To engage senior executives in workforce planning, the process must focus on understanding the strategic business plan and its broad implications for the company’s workforce.
Establishing consistent, organisation-wide data is a prerequisite to winning executives’ confidence in the results of strategic workforce planning, the Strategic Workforce Planning: Forecasting Human Capital Needs to Execute Business Strategyreport found.
Other challenges include making the process and tools simple and efficient, developing HR’s capabilities and comfort level, establishing a common language to describe jobs and required competencies, integrating workforce planning with business and budget planning, and driving the plan deep into the organisation.
Most companies are still in the process of fully implementing strategic workforce planning or realising its ultimate potential.
Organisations still in the process of implementing workforce planning already report benefits such as generating insights and knowledge executives can use to make business decisions, providing a deeper and more nuanced understanding of workforce dynamics than was previously available.
It also enables HR to realise its long-held desire to become a player and a valued contributor to high-level business strategy decisions among other executives.
“Strategic workforce planning enables the organisation to slice and dice its workforce data to discover critical issues, compare different groups, understand patterns and trends, home in on critical segments of the workforce such as mature workers and top performers, and customise its approach to managing different segments of its workforce,”said Young.
“By enabling leaders to see across lines of business, workforce planning can leverage talent within a company. Ultimately, the same workforce planning database tools will enable employees to shop for new jobs, assess their own developmental needs, and prepare for career moves inside the organisation.”
The report recommended that organisations build on previous successes, such as succession planning or embryonic workforce planning efforts, as a first step in company-wide implementation.
It also stressed that HR look for partners in departments such as finance and IT to move the process forward.
“While no organisation claims to have achieved it yet, many believe that the ultimate payoff from strategic workforce planning will be a vibrant, internal job market that transcends the boundaries between business units and geographies,” said Young.

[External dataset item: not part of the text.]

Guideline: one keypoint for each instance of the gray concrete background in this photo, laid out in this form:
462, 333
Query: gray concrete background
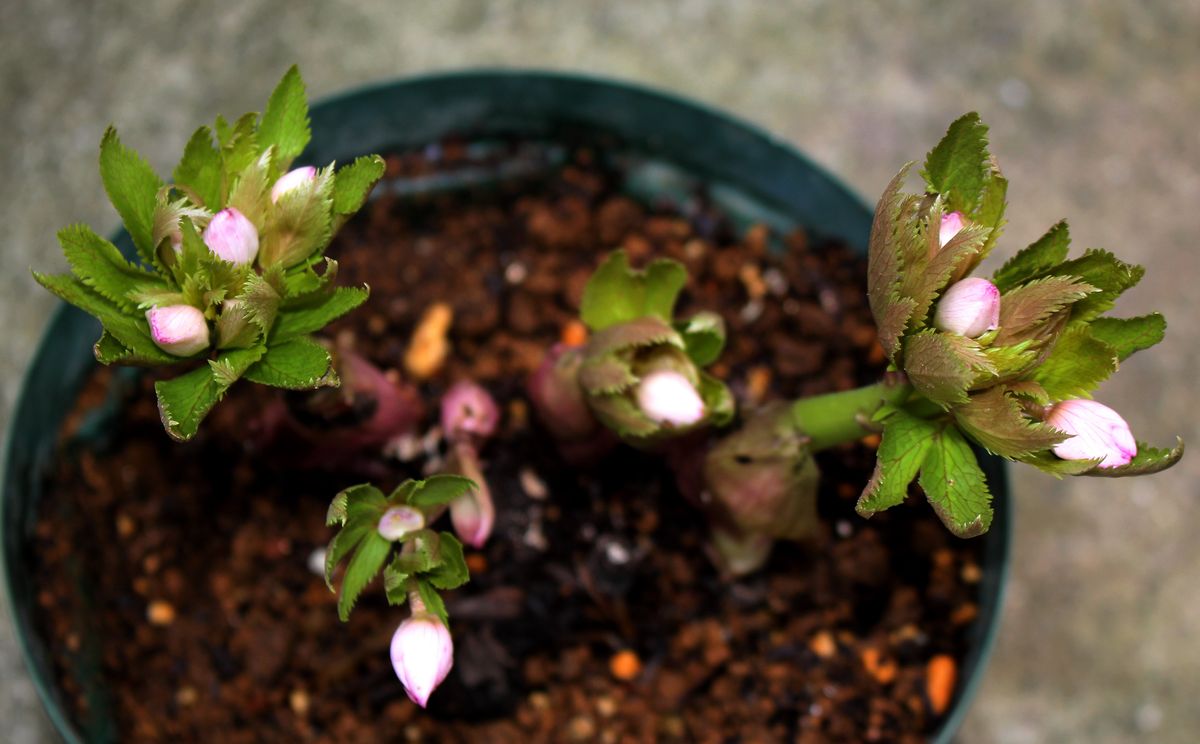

“The company will be able to mine employee data to locate talent anywhere in the organisation, woo passive job candidates, and find the best use for each employee.”
Workforce planning at five major firms
The traditional approach to workforce planning analyses the gap between supply and demand, and creates a plan to address future staffing needs. This method is used by Providence Health System, as described in The Conference Board report.
The workforce analytics approach mines current and historical employee data to identify key relationships among variables and between workforce and business data. Dow Chemical has favoured this approach throughout the ten-year evolution of its workforce planning process.
The forecasting and scenario modelling approach uses data to create forecasts incorporating multiple 'what if' scenarios, which enable executives to evaluate strategic options. A major bank described in the study can decide where to locate a new call centre based, in part, on this kind of analysis and forecasting.
Human capital planning, as used by Corning and others, segments jobs based on their "mission criticality" and makes different levels of workforce investment in each segment. It focuses on broad trends over a three to four year period, rather than on a precise headcount and short term plans.
Hewlett-Packard and IBM are two of the companies described in The Conference Board report as committed to relying on strategic workforce planning, which must be customised to the specific conditions and needs of each company.
In IBM's case, HR and finance departments help senior business leaders plan realistically to execute their business strategy and manage drivers of labour costs. For HP, high-level discussions and a two-way educational process between business leaders and HR emphasises the qualitative over the quantitative.